Skedaddle, Scram, Scoot

I found myself uttering the rather colorful word "skedaddle" this evening as I was preparing to leave work. "Let's skedaddle!" I cried, as I attempted to roust the lethargic troops from their iPod and YouTube-induced daze. You'd think going home would be the one thing you could get people enthusiastic about, but you'd be wrong.

This led me to wondering about the source of this odd yet strangely pleasing word, so here we go - the answer is, no one really knows. Apparently the word suddenly began appearing in newspaper articles and whatnot in 1861, during the Civil War. The first known use of it in print was in the New York Tribune of August 10th, in which a Union soldier reported, “No sooner did the traitors discover their approach than they ‘skiddaddled.'" By 1867, the word had swum across the Atlantic and inserted itself into a work of literature, Anthony Trollope's The Last Chronicle of Barset.

About the most plausible linguistic explanation I can find for the word is that it might be derived from the Scots word skiddle, which means "to spill or scatter." Since there were so many recent immigrants from Scotland in North America at the time, it seems likely that many of them might still have been speaking with traces of that dialect.

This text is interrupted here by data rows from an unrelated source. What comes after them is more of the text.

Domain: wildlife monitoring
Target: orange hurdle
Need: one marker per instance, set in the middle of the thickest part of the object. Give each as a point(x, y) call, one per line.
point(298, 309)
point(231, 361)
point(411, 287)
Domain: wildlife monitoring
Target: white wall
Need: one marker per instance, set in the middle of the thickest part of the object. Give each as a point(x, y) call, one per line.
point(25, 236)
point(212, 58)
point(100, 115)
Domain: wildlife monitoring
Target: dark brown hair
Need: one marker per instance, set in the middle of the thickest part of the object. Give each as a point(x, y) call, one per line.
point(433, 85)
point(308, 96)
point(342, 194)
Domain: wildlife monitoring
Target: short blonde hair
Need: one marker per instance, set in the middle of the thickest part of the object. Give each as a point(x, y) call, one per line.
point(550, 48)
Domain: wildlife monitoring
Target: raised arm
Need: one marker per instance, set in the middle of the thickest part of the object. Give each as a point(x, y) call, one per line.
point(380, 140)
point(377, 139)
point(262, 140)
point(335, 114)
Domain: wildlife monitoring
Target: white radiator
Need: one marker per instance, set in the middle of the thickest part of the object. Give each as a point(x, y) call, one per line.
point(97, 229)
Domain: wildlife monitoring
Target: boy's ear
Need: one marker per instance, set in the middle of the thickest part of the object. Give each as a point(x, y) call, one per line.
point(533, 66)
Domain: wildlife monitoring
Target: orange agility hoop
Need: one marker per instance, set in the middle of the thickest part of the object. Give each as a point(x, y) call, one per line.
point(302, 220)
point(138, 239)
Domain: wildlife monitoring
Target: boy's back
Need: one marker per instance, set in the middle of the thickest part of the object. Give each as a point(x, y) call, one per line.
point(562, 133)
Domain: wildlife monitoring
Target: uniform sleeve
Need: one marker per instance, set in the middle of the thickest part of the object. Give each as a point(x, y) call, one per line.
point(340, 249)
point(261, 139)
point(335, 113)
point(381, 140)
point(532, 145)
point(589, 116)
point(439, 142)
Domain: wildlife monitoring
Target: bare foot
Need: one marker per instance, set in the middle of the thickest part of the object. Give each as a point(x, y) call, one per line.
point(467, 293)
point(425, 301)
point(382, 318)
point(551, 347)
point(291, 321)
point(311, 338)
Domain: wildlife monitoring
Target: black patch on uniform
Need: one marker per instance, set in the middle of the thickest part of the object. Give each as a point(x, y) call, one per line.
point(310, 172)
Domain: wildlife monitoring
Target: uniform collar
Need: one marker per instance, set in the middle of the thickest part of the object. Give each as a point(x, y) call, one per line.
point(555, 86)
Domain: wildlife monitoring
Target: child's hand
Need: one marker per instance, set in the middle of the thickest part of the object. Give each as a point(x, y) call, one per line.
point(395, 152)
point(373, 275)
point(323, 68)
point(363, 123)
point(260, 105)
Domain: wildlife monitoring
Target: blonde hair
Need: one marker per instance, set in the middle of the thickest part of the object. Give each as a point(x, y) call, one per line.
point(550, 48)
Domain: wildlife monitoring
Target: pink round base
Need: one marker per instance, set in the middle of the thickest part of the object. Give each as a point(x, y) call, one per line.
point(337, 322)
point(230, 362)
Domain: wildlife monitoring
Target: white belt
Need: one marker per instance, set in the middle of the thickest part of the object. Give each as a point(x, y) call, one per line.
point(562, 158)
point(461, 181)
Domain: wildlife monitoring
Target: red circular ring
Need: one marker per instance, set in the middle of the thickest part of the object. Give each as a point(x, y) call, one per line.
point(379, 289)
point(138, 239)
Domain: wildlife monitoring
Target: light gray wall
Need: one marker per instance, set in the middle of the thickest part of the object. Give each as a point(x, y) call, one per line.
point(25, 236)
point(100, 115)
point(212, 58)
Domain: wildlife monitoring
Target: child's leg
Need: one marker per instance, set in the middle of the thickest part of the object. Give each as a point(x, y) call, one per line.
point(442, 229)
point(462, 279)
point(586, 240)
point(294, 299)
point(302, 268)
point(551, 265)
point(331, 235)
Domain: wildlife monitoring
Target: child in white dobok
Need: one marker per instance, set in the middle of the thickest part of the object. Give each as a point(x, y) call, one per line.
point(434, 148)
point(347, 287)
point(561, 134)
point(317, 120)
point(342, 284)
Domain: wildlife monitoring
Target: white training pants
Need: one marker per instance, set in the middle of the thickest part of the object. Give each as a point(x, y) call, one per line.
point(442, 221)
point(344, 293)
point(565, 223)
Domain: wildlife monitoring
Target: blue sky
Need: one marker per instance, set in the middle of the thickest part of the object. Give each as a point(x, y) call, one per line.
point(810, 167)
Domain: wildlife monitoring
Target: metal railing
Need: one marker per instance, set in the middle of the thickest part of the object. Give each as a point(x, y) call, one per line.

On the other hand, the theory that it's a contraction of "let's get out of here" is fairly convincing, too – try saying "let sgeddouda heah" a few times fast, and you'll see what I mean.

I find that "scram" is also a useful word in such situations, though it always (rather distractingly) reminds me of how, in Roald Dahl's Charlie & the Great Glass Elevator, the Vermicious Knids like to spell out "SCRAM" just before they attack. "Scram" is either a truncation of "scramble" or a derivation of the German word schramm, "to depart," according to the authorities.

Apparently "SCRAM" is also the term used for an emergency shutdown of a nuclear reactor, which is certainly a situation when I'd be feeling the urge to skedaddle, not that it would probably do much good. As to how that "backronym" might have come about, it seems likely that it was coined in 1942 by Enrico Fermi, who helped develop the first nuclear reactor, Chicago Pile-1 - which, believe it or not, was built on an abandoned rackets court at the University of Chicago. SCRAM probably originally stood for the "Safety Control Rod Axe Man," the guy whose job was to wield an axe to deploy a safety device in case an atomic chain reaction got out of control. Those nuclear scientists were so whacky!

OK, I think that's enough arcane language for tonight! I think it's about time to scoot off to bed.